Materials and Methods
Setting.
Between November 5, 2019 and March 3, 2020, we collaborated with the UCLA Health Department of Medicine (DOM) Quality Team to run a field experiment across the health system’s entire primary care network. In line with the DOM Quality Team’s goal of motivating physicians to improve their patients’ uptake of preventive care services, all PCPs in our study were part of a pay-for-performance program that incentivized them to meet a threshold HM completion rate. For each PCP, the HM completion rate reflects the proportion of recommended preventive care measures that were completed by their patients in a given time period. There are 26 different measures recommended by the US Preventive Service Task Force and other medical associations (e.g., American Diabetes Association), of which the DOM Quality Team identified nine high-priority “focus measures” (e.g., diabetes hemoglobin A1c screening). Details regarding how HM completion rates were calculated are available in SI Appendix, Section 1. This study was part of a quality improvement initiative implemented across the UCLA Health system and was determined to be exempt from review by the UCLA Institutional Review Board.
Experimental Design.
The experiment was originally designed and preregistered to span 12 mo but was discontinued in March 2020 due to the COVID-19 pandemic (ClinicalTrials.gov no. NCT04237883). The experiment included 199 PCPs across 42 clinic sites that specialized in internal medicine, geriatrics, or family medicine and that had a clinical full-time employment rate of at least 50%. PCPs were unaware of this research investigation. They were cluster randomized at the clinic level to one of three study conditions, as follows: control, peer comparison, peer comparison and leadership training (Table 1). Each condition involved 14 clinics. For more information on the inclusion criteria and randomization algorithm, see SI Appendix, Sections 1 and 2. SI Appendix, Sections 3 shows that conditions were balanced on all observable patient, physician, and clinic characteristics.
Table 1.
Condition | Main intervention elements |
---|---|
1. Control | - Monthly emails informed PCPs of their HM completion rate over the prior 3 mo, the focus measure on which they had performed the best, and the two focus measures that they could most improve on |
2. Peer comparison | - Same information as in the monthly emails in the Control Condition - Monthly emails also included a list of the names of the top 25 PCPs as well as messaging based on the recipient’s placement in the performance distribution (Top 25 Physician, High Performer, Almost High Performer, Low Performer) |
3. Peer comparison and leadership training | - Same monthly emails as in the peer comparison condition - Clinical physician leaders and nonclinical managers received two training workshops (on how to provide effective support to fellow physicians) and monthly check-in emails - Physician leads had one-on-one meetings with members of the DOM Quality Team to identify specific challenges at their clinics and brainstorm strategies to address these challenges |
All PCPs received monthly emails from the DOM Quality Team that informed them of their HM completion rate over the prior 3 mo. They were signed by the health system’s management. The emails contained other information and links intended to help PCPs improve HM completion rates (SI Appendix, Sections 4 and 5 for email details, examples, and email engagement statistics). Emails were sent near the start of each month. A maximum of two reminder emails—identical to the initial email—were sent to those who had not opened the initial email after 7 and 14 d.
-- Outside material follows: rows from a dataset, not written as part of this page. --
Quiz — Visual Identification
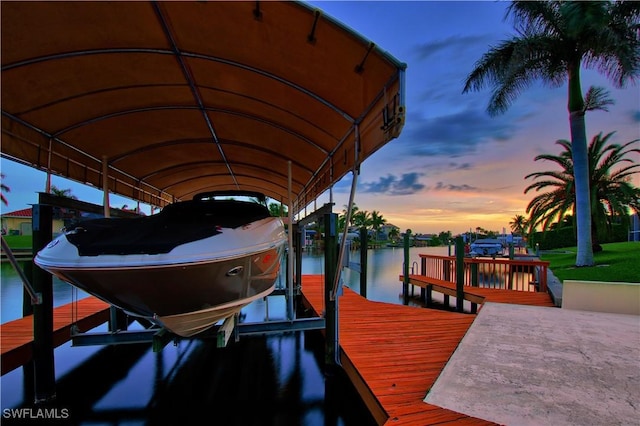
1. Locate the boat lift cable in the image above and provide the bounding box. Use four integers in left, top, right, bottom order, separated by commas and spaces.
2, 237, 42, 305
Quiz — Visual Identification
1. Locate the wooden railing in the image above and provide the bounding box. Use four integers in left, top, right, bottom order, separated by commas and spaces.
420, 254, 549, 292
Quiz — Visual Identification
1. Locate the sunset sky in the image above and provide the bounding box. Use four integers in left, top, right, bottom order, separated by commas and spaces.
1, 1, 640, 234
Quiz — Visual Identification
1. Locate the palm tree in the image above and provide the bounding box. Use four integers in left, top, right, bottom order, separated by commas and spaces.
509, 214, 528, 235
524, 132, 640, 246
0, 174, 11, 206
463, 1, 640, 266
351, 210, 371, 229
371, 210, 387, 240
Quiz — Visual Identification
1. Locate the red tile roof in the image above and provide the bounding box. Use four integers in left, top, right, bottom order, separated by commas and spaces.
2, 208, 31, 217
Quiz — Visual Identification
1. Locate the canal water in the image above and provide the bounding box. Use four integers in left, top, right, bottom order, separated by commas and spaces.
0, 247, 448, 426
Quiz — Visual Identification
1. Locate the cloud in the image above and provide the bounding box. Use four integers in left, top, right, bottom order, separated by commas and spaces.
399, 109, 515, 159
429, 182, 480, 192
361, 173, 425, 195
415, 35, 489, 61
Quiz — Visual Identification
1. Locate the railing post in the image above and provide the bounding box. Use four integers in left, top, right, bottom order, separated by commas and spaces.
402, 229, 411, 305
456, 237, 464, 312
471, 261, 478, 287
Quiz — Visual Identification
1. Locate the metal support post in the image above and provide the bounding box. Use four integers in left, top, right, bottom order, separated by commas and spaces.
456, 237, 464, 312
402, 229, 411, 305
360, 227, 369, 298
31, 204, 56, 404
324, 213, 340, 367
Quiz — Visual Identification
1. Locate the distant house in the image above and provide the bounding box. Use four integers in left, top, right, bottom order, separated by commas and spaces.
0, 208, 64, 235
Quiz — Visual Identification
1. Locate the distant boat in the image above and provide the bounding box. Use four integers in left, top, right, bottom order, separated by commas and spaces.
34, 191, 287, 337
469, 238, 504, 256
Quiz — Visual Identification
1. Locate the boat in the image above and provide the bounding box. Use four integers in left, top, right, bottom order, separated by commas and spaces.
34, 191, 287, 337
469, 238, 504, 257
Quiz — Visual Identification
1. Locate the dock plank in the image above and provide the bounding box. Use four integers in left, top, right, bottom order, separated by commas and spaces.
400, 275, 555, 307
0, 296, 111, 375
302, 275, 496, 426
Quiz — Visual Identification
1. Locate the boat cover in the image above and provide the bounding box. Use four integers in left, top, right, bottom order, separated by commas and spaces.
66, 200, 270, 256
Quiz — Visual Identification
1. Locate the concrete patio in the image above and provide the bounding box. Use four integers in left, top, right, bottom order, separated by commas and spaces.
425, 302, 640, 426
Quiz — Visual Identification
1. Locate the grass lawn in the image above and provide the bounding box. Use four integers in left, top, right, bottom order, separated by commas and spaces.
541, 242, 640, 282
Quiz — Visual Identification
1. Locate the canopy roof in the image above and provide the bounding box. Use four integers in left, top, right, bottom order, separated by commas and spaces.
1, 1, 405, 212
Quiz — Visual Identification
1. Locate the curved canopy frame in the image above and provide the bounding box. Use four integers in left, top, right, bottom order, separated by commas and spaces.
1, 1, 405, 213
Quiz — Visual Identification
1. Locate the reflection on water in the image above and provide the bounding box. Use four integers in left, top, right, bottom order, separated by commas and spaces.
0, 248, 446, 426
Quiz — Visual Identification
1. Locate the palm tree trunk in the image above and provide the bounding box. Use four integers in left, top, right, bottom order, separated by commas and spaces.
568, 63, 595, 266
569, 111, 595, 266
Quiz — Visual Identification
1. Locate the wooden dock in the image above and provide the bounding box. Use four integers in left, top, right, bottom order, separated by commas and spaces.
302, 275, 553, 426
0, 296, 111, 375
400, 275, 556, 307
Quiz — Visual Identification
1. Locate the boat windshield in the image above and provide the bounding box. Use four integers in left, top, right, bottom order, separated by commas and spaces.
193, 191, 267, 206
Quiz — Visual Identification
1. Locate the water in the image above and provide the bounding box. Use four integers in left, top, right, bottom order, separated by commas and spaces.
0, 247, 447, 426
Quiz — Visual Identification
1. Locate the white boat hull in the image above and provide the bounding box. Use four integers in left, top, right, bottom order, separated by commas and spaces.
35, 211, 286, 337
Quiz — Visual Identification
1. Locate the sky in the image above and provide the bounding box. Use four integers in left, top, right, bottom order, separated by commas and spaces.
0, 1, 640, 235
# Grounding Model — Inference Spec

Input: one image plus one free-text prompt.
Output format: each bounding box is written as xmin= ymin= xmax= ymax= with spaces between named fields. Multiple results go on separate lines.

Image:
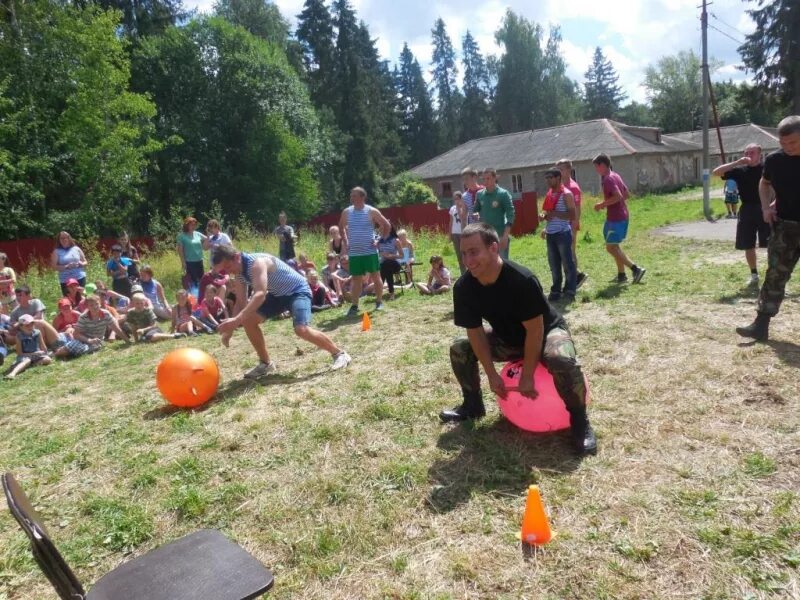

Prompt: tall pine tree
xmin=494 ymin=9 xmax=543 ymax=133
xmin=431 ymin=18 xmax=462 ymax=152
xmin=459 ymin=30 xmax=492 ymax=143
xmin=395 ymin=44 xmax=436 ymax=166
xmin=739 ymin=0 xmax=800 ymax=115
xmin=583 ymin=46 xmax=626 ymax=119
xmin=295 ymin=0 xmax=338 ymax=110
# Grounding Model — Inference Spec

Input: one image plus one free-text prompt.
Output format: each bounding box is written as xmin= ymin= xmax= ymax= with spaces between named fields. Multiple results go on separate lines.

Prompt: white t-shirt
xmin=450 ymin=204 xmax=461 ymax=233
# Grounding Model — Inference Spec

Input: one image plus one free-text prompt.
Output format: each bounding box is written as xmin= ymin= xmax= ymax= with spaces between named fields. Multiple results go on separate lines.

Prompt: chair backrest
xmin=3 ymin=473 xmax=85 ymax=600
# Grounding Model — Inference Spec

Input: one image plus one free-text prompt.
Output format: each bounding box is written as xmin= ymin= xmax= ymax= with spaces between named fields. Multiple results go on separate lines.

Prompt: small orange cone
xmin=519 ymin=485 xmax=554 ymax=546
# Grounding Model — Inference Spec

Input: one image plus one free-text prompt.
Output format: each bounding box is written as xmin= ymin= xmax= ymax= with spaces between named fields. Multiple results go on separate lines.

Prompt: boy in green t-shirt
xmin=474 ymin=169 xmax=514 ymax=260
For PCPs in the peer comparison condition (condition 2) and the peer comparison and leadership training condition (condition 3), the emails also included information about their peers’ performance. These emails contained a banner displaying the names of PCPs whose HM completion rate in the prior 3 mo was within the top 25 of all PCPs in the study population. These PCPs were labeled Top 25 Primary Care Physicians. Additionally, emails in conditions 2 and 3 informed PCPs of their relative standing in terms of HM completion rates compared to all other PCPs in the prior 3 mo.
-
•
PCPs who were one of the Top 25 PCPs in a given month received a message saying, “Congratulations! You are a Top 25 Primary Care Physician in [respective month]!”
-
•
PCPs whose HM completion rate was above 65% but who were not one of that month’s Top 25 PCPs were informed, “Congratulations! You are a High Performer!”
-
•
PCPs whose HM completion rate was between 55 to 65% were told, “You are almost a High Performer.”
-
•
PCPs with an HM completion rate under 55% were informed that “the majority of physicians have a HM completion rate of 55% or higher.”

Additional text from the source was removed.